Le président américain Donald Trump a confirmé sa présence à la finale de la Coupe du monde des clubs de la FIFA, prévue ce dimanche 13 juillet au MetLife Stadium, dans le New Jersey. Ce stade emblématique, qui abrite les équipes de la NFL des New York Jets et des New York Giants, accueillera également la finale de la Coupe du monde 2026. La rencontre opposera Chelsea à l’un des deux finalistes encore en lice, le Paris Saint-Germain ou le Real Madrid.
L’annonce de la venue de Donald Trump intervient alors que la FIFA renforce sa présence aux États-Unis avec l’ouverture d’un bureau dans la Trump Tower à New York, marquant un tournant dans sa stratégie d’ancrage local à l’approche du Mondial 2026. Le président de la FIFA, Gianni Infantino, a salué le soutien des autorités américaines, soulignant l’implication directe du président Trump à travers un groupe de travail spécialement mis en place à la Maison Blanche pour superviser l’organisation des deux compétitions : la Coupe du monde des clubs et celle de 2026.
« La FIFA est une organisation mondiale. Pour l’être réellement, il faut être présent sur le terrain, dans les villes clés. New York est une évidence », a déclaré Infantino, justifiant le choix stratégique de la Trump Tower comme nouveau siège symbolique.
En parallèle, le trophée de la Coupe du monde des clubs sera exposé dans cette même tour, du mardi précédant la finale jusqu’au samedi. Une manière de rapprocher davantage le public américain de l’événement et d’inscrire cette édition dans une dynamique de popularisation accrue du football dans le pays.

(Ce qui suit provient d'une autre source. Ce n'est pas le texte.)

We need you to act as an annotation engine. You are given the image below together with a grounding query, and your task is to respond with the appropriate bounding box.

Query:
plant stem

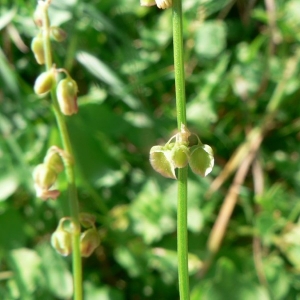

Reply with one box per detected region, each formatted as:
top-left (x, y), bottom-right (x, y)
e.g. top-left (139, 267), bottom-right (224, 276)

top-left (43, 3), bottom-right (82, 300)
top-left (173, 0), bottom-right (189, 300)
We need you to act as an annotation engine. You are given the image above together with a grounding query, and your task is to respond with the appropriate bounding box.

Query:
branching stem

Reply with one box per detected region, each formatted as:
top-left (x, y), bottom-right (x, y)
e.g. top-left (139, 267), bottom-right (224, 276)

top-left (42, 2), bottom-right (82, 300)
top-left (173, 0), bottom-right (189, 300)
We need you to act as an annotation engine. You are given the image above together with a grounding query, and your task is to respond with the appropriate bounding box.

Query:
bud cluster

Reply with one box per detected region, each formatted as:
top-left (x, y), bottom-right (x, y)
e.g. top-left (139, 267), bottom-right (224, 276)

top-left (150, 126), bottom-right (214, 179)
top-left (140, 0), bottom-right (173, 9)
top-left (31, 1), bottom-right (78, 116)
top-left (33, 146), bottom-right (65, 200)
top-left (51, 213), bottom-right (100, 257)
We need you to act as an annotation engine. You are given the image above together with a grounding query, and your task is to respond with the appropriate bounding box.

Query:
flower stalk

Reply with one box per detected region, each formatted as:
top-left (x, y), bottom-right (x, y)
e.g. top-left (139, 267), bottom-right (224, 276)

top-left (38, 0), bottom-right (82, 300)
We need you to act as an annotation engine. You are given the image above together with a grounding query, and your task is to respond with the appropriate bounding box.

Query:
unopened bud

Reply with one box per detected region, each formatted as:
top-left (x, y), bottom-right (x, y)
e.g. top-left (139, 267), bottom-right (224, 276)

top-left (140, 0), bottom-right (156, 6)
top-left (34, 69), bottom-right (55, 95)
top-left (50, 26), bottom-right (67, 42)
top-left (33, 3), bottom-right (45, 27)
top-left (79, 212), bottom-right (96, 228)
top-left (56, 76), bottom-right (78, 116)
top-left (189, 145), bottom-right (214, 177)
top-left (150, 146), bottom-right (176, 179)
top-left (31, 34), bottom-right (45, 65)
top-left (33, 164), bottom-right (57, 190)
top-left (171, 144), bottom-right (189, 168)
top-left (155, 0), bottom-right (173, 9)
top-left (51, 227), bottom-right (72, 256)
top-left (80, 228), bottom-right (100, 257)
top-left (44, 147), bottom-right (64, 173)
top-left (34, 189), bottom-right (60, 200)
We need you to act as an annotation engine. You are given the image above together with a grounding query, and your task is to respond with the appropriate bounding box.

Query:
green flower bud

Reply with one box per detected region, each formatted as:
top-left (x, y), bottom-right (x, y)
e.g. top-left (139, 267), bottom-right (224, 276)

top-left (79, 212), bottom-right (96, 228)
top-left (171, 145), bottom-right (189, 168)
top-left (56, 76), bottom-right (78, 116)
top-left (33, 2), bottom-right (45, 27)
top-left (44, 147), bottom-right (64, 173)
top-left (33, 164), bottom-right (57, 190)
top-left (155, 0), bottom-right (173, 9)
top-left (150, 146), bottom-right (176, 179)
top-left (189, 144), bottom-right (214, 177)
top-left (50, 26), bottom-right (67, 42)
top-left (34, 69), bottom-right (55, 95)
top-left (80, 228), bottom-right (100, 257)
top-left (140, 0), bottom-right (156, 6)
top-left (51, 225), bottom-right (72, 256)
top-left (31, 35), bottom-right (45, 65)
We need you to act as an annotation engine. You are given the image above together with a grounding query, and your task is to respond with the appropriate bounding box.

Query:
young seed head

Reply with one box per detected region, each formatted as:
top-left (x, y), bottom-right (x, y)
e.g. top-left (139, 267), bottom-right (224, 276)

top-left (155, 0), bottom-right (173, 9)
top-left (150, 146), bottom-right (176, 179)
top-left (50, 26), bottom-right (67, 42)
top-left (171, 144), bottom-right (189, 168)
top-left (140, 0), bottom-right (156, 6)
top-left (51, 227), bottom-right (72, 256)
top-left (44, 147), bottom-right (64, 173)
top-left (34, 69), bottom-right (55, 95)
top-left (33, 164), bottom-right (57, 190)
top-left (56, 76), bottom-right (78, 116)
top-left (189, 145), bottom-right (214, 177)
top-left (31, 35), bottom-right (45, 65)
top-left (80, 228), bottom-right (100, 257)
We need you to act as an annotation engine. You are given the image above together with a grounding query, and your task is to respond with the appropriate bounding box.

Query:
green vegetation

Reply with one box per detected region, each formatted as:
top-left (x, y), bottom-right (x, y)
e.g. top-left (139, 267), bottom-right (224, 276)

top-left (0, 0), bottom-right (300, 300)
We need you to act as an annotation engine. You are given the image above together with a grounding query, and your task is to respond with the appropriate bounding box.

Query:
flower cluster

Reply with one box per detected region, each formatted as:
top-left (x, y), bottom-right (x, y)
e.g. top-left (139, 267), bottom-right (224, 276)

top-left (51, 213), bottom-right (100, 257)
top-left (31, 1), bottom-right (78, 116)
top-left (150, 125), bottom-right (214, 179)
top-left (33, 146), bottom-right (67, 200)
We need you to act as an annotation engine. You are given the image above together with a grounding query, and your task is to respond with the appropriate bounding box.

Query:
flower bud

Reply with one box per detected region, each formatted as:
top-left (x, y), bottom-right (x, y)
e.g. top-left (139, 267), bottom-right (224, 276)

top-left (44, 147), bottom-right (64, 173)
top-left (50, 26), bottom-right (67, 42)
top-left (31, 35), bottom-right (45, 65)
top-left (150, 146), bottom-right (176, 179)
top-left (34, 189), bottom-right (60, 200)
top-left (140, 0), bottom-right (156, 6)
top-left (171, 145), bottom-right (189, 168)
top-left (189, 144), bottom-right (214, 177)
top-left (79, 212), bottom-right (96, 228)
top-left (80, 228), bottom-right (100, 257)
top-left (34, 69), bottom-right (55, 95)
top-left (33, 2), bottom-right (45, 27)
top-left (33, 164), bottom-right (57, 190)
top-left (155, 0), bottom-right (173, 9)
top-left (56, 76), bottom-right (78, 116)
top-left (51, 229), bottom-right (72, 256)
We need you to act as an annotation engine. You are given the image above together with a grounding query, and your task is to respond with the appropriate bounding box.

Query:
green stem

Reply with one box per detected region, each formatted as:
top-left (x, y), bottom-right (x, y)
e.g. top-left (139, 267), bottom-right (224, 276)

top-left (173, 0), bottom-right (189, 300)
top-left (43, 4), bottom-right (82, 300)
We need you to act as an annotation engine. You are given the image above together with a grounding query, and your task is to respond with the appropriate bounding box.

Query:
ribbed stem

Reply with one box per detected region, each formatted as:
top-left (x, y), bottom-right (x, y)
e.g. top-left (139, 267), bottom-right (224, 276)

top-left (42, 2), bottom-right (82, 300)
top-left (173, 0), bottom-right (189, 300)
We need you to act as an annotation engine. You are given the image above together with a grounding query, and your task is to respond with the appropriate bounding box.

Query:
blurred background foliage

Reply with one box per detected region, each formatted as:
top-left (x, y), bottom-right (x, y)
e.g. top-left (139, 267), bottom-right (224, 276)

top-left (0, 0), bottom-right (300, 300)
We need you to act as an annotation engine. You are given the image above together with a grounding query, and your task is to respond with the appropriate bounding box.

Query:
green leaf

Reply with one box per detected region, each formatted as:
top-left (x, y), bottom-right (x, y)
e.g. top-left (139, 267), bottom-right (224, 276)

top-left (10, 248), bottom-right (43, 299)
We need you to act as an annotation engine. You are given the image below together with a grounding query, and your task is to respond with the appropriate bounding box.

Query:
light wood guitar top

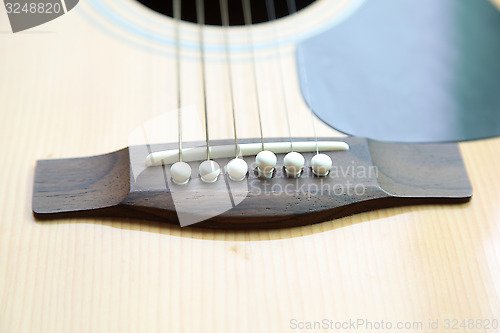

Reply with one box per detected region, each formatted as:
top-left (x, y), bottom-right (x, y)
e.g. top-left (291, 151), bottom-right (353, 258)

top-left (0, 1), bottom-right (500, 333)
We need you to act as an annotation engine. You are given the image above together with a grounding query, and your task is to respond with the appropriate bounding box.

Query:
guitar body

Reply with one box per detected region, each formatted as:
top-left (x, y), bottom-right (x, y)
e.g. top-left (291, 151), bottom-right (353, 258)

top-left (0, 0), bottom-right (500, 333)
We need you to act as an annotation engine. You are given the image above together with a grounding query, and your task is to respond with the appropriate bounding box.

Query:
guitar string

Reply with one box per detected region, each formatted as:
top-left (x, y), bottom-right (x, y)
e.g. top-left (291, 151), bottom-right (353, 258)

top-left (286, 0), bottom-right (319, 154)
top-left (219, 0), bottom-right (238, 157)
top-left (173, 0), bottom-right (182, 162)
top-left (266, 0), bottom-right (293, 152)
top-left (196, 0), bottom-right (210, 160)
top-left (242, 0), bottom-right (264, 150)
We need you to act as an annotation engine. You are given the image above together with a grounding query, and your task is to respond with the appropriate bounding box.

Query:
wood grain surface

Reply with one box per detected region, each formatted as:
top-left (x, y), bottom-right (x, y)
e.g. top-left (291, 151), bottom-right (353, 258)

top-left (0, 0), bottom-right (500, 333)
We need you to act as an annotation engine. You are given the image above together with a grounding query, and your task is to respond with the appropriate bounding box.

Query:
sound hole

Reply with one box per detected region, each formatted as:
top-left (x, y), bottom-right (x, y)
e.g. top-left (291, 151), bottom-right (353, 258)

top-left (137, 0), bottom-right (316, 25)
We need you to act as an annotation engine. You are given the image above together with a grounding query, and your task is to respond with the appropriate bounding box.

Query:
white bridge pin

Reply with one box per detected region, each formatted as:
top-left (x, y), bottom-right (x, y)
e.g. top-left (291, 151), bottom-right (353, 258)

top-left (311, 154), bottom-right (332, 177)
top-left (255, 150), bottom-right (278, 178)
top-left (170, 162), bottom-right (191, 185)
top-left (198, 160), bottom-right (220, 183)
top-left (226, 158), bottom-right (248, 182)
top-left (283, 151), bottom-right (305, 178)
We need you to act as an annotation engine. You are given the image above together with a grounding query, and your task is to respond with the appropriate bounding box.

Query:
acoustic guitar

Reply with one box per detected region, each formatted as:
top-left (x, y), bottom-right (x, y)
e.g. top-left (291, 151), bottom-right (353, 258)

top-left (0, 0), bottom-right (500, 332)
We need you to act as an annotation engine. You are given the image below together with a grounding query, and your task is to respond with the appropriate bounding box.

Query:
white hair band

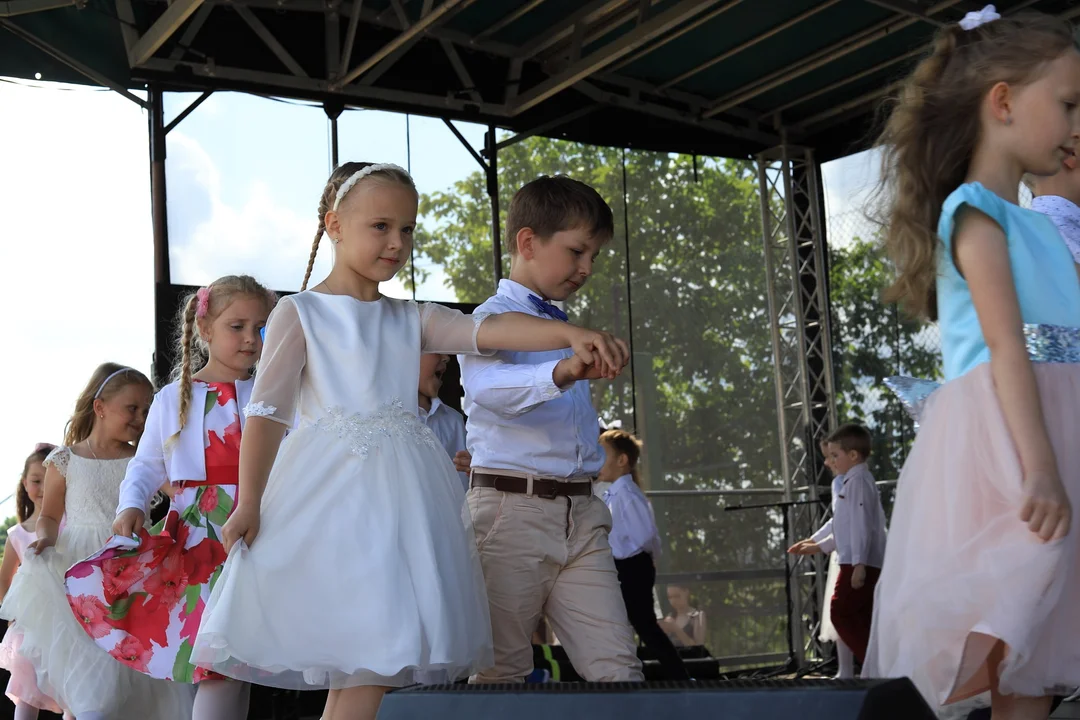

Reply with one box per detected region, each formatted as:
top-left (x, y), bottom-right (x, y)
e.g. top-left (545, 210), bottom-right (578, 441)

top-left (94, 367), bottom-right (132, 400)
top-left (330, 163), bottom-right (411, 213)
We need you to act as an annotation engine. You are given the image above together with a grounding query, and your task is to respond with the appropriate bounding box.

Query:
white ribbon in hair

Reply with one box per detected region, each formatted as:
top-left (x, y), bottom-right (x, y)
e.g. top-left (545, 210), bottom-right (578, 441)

top-left (960, 5), bottom-right (1001, 30)
top-left (330, 163), bottom-right (409, 213)
top-left (94, 367), bottom-right (132, 400)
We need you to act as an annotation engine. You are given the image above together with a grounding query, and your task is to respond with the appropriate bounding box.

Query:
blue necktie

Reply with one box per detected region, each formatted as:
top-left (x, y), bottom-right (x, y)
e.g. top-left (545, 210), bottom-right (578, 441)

top-left (529, 295), bottom-right (568, 323)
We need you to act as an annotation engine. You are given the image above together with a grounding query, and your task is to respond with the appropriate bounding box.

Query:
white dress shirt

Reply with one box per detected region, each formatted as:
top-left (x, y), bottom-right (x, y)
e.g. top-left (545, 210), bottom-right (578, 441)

top-left (417, 397), bottom-right (469, 492)
top-left (604, 475), bottom-right (660, 561)
top-left (810, 463), bottom-right (886, 568)
top-left (458, 280), bottom-right (604, 478)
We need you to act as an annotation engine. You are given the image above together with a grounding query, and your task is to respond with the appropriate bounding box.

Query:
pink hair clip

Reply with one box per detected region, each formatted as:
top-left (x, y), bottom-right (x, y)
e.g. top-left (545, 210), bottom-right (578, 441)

top-left (195, 287), bottom-right (210, 317)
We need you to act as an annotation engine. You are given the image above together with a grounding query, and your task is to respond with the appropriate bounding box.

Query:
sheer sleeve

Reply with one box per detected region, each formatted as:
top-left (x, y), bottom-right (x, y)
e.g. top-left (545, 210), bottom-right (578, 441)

top-left (244, 298), bottom-right (308, 426)
top-left (41, 447), bottom-right (71, 477)
top-left (419, 302), bottom-right (494, 355)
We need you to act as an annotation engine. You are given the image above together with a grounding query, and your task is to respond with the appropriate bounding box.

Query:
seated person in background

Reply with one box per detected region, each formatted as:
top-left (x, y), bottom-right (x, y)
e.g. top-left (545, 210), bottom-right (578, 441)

top-left (417, 353), bottom-right (472, 492)
top-left (660, 585), bottom-right (707, 648)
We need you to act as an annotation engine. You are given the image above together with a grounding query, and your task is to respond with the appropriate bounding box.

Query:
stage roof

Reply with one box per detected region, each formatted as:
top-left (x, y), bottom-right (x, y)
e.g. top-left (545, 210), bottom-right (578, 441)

top-left (0, 0), bottom-right (1080, 161)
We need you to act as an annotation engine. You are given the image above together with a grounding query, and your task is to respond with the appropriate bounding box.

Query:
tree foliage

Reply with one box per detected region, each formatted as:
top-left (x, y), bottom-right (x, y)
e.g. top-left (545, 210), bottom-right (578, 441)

top-left (416, 138), bottom-right (941, 669)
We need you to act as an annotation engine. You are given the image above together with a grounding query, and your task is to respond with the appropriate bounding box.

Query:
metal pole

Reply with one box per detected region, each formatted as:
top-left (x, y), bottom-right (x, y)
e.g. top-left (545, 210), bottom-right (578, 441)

top-left (484, 125), bottom-right (502, 291)
top-left (147, 85), bottom-right (172, 385)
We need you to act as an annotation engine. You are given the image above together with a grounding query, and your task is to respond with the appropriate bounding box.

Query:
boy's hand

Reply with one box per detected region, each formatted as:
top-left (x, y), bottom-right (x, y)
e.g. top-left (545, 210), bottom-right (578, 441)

top-left (552, 353), bottom-right (617, 390)
top-left (569, 325), bottom-right (630, 379)
top-left (787, 540), bottom-right (821, 555)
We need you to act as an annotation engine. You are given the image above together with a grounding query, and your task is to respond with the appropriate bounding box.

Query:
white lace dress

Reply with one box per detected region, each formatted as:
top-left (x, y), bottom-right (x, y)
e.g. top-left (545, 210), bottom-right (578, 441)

top-left (191, 291), bottom-right (492, 690)
top-left (0, 447), bottom-right (193, 720)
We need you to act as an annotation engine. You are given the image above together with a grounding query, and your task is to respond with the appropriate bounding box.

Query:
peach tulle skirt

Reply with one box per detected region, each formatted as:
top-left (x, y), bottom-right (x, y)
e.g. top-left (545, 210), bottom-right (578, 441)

top-left (863, 364), bottom-right (1080, 708)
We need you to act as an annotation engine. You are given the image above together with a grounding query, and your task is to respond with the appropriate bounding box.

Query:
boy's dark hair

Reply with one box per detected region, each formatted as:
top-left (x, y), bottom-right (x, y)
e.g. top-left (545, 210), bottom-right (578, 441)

top-left (507, 175), bottom-right (615, 255)
top-left (825, 422), bottom-right (874, 460)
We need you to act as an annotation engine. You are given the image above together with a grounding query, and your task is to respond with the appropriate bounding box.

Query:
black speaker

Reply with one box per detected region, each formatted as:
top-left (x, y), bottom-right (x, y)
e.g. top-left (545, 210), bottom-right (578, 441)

top-left (378, 679), bottom-right (936, 720)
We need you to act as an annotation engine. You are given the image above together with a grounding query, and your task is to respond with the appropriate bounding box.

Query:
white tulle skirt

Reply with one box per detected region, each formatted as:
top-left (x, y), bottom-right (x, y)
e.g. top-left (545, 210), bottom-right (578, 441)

top-left (0, 524), bottom-right (193, 720)
top-left (192, 415), bottom-right (492, 690)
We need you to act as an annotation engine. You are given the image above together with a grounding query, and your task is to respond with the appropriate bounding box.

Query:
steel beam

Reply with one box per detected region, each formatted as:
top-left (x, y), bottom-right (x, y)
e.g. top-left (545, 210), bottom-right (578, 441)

top-left (863, 0), bottom-right (948, 27)
top-left (510, 0), bottom-right (719, 116)
top-left (703, 0), bottom-right (960, 118)
top-left (127, 0), bottom-right (203, 67)
top-left (660, 0), bottom-right (840, 89)
top-left (0, 17), bottom-right (148, 108)
top-left (0, 0), bottom-right (73, 17)
top-left (235, 5), bottom-right (308, 78)
top-left (332, 0), bottom-right (475, 90)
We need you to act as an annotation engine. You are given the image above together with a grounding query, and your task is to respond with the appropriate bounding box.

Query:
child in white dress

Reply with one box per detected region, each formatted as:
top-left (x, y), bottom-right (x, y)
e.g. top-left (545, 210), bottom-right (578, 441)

top-left (192, 163), bottom-right (629, 720)
top-left (0, 443), bottom-right (63, 720)
top-left (0, 363), bottom-right (191, 720)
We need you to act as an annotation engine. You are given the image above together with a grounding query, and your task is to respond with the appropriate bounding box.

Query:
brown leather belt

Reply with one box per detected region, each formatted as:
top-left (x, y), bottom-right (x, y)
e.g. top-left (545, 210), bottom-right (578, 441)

top-left (471, 473), bottom-right (593, 500)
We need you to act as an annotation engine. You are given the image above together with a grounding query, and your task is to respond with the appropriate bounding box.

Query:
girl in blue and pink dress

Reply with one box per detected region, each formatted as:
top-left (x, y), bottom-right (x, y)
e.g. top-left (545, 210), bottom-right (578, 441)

top-left (67, 276), bottom-right (276, 720)
top-left (863, 6), bottom-right (1080, 720)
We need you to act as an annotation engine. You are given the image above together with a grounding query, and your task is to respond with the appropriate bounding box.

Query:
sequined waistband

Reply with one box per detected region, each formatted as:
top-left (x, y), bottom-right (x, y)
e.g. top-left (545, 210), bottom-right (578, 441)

top-left (1024, 325), bottom-right (1080, 363)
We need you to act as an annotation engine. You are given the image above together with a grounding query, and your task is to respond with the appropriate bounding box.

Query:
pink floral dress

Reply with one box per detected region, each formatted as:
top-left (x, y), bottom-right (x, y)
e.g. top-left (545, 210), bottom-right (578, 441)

top-left (66, 383), bottom-right (240, 682)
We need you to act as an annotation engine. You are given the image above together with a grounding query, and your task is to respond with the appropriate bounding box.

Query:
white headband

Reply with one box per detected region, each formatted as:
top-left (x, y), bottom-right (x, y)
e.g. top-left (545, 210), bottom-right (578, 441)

top-left (94, 367), bottom-right (132, 400)
top-left (330, 163), bottom-right (411, 213)
top-left (960, 5), bottom-right (1001, 31)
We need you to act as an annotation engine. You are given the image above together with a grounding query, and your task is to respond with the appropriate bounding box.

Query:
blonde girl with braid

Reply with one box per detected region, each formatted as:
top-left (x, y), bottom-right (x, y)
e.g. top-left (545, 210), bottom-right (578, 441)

top-left (60, 275), bottom-right (276, 720)
top-left (180, 163), bottom-right (629, 720)
top-left (0, 363), bottom-right (191, 720)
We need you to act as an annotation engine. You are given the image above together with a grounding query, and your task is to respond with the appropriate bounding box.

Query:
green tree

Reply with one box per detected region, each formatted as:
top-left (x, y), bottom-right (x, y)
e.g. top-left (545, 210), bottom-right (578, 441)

top-left (416, 138), bottom-right (937, 655)
top-left (829, 237), bottom-right (941, 492)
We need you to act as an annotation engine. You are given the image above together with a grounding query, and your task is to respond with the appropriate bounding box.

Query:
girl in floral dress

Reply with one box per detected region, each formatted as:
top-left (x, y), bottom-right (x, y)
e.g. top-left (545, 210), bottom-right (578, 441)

top-left (67, 275), bottom-right (275, 720)
top-left (0, 443), bottom-right (63, 720)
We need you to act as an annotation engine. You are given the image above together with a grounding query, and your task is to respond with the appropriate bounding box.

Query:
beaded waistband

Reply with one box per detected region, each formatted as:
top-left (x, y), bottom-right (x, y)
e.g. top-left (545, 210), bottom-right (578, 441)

top-left (885, 324), bottom-right (1080, 425)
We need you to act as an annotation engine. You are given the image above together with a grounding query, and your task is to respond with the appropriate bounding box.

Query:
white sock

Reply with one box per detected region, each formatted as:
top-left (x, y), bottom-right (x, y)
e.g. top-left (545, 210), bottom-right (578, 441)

top-left (194, 680), bottom-right (252, 720)
top-left (836, 640), bottom-right (855, 680)
top-left (15, 702), bottom-right (38, 720)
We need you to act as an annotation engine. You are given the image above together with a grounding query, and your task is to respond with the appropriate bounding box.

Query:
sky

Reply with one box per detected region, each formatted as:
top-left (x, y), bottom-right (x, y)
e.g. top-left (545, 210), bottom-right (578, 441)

top-left (0, 79), bottom-right (875, 517)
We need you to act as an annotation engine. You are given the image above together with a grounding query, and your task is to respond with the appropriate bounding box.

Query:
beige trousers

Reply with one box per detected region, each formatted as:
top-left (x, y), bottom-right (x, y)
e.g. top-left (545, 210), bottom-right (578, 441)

top-left (468, 488), bottom-right (643, 682)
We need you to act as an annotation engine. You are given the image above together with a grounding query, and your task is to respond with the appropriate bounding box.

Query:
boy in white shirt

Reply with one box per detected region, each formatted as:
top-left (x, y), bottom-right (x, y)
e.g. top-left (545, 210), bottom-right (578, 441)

top-left (788, 424), bottom-right (886, 663)
top-left (417, 353), bottom-right (472, 492)
top-left (597, 430), bottom-right (690, 680)
top-left (458, 176), bottom-right (643, 682)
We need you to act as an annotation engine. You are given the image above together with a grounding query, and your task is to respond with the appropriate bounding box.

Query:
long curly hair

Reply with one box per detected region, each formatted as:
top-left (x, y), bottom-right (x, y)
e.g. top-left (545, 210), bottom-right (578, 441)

top-left (877, 13), bottom-right (1077, 320)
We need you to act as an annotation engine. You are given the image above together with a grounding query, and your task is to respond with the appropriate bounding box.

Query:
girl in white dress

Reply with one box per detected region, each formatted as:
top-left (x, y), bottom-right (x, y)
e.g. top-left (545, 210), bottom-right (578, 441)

top-left (0, 363), bottom-right (191, 720)
top-left (192, 163), bottom-right (629, 720)
top-left (0, 443), bottom-right (63, 720)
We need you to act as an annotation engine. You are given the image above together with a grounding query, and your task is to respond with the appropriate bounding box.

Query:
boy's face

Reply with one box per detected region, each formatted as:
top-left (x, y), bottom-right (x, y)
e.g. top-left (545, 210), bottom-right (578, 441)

top-left (517, 228), bottom-right (607, 300)
top-left (825, 443), bottom-right (864, 475)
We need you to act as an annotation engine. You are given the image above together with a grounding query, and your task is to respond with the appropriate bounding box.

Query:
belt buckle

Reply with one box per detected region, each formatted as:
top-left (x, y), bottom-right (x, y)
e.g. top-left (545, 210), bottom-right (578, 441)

top-left (534, 480), bottom-right (558, 500)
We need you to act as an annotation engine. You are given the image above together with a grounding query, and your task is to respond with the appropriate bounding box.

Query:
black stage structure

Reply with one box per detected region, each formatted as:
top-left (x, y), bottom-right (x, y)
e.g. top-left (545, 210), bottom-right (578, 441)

top-left (0, 0), bottom-right (1080, 682)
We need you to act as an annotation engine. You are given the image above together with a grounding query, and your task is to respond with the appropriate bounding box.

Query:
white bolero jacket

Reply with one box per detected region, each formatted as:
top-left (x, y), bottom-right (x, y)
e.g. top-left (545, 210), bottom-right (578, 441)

top-left (117, 379), bottom-right (255, 517)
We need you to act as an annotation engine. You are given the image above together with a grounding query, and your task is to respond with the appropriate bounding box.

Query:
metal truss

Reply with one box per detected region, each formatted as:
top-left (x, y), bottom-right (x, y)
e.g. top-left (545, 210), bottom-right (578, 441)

top-left (757, 146), bottom-right (836, 667)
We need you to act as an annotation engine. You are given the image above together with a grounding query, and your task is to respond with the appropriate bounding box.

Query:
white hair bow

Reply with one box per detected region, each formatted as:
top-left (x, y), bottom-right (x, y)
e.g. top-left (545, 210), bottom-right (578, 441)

top-left (960, 5), bottom-right (1001, 30)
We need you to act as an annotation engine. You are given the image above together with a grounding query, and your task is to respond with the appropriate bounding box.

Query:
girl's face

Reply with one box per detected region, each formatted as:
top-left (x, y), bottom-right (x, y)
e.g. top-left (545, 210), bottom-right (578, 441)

top-left (326, 178), bottom-right (418, 283)
top-left (200, 295), bottom-right (269, 378)
top-left (23, 462), bottom-right (45, 507)
top-left (94, 382), bottom-right (151, 443)
top-left (596, 443), bottom-right (626, 483)
top-left (990, 50), bottom-right (1080, 175)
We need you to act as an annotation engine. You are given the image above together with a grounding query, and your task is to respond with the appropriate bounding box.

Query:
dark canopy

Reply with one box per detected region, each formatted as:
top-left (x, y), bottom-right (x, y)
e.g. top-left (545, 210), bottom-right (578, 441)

La finale de cette édition élargie de la Coupe du monde des clubs est également perçue comme un test grandeur nature pour les infrastructures américaines, un an avant la plus grande compétition de football international, qui réunira pour la première fois 48 sélections nationales dans trois pays : les États-Unis, le Canada et le Mexique.
Malgré un contexte politique marqué par des mesures migratoires controversées, notamment l’interdiction d’entrée sur le territoire américain pour les ressortissants de 12 pays et un projet d’extension de cette liste à 36 autres nations, la FIFA se veut rassurante. Son président assure que « tous les fans seront les bienvenus », insistant sur l’aspect universel et fédérateur du football.
Donald Trump, de son côté, renforce son lien avec le monde du sport. Après avoir été le premier président en exercice à assister au Super Bowl en février dernier, il a annoncé en mai que Washington accueillerait la draft NFL 2027. Son implication dans les événements sportifs majeurs témoigne d’une stratégie de visibilité qui s’ancre dans des rendez-vous populaires à forte portée médiatique.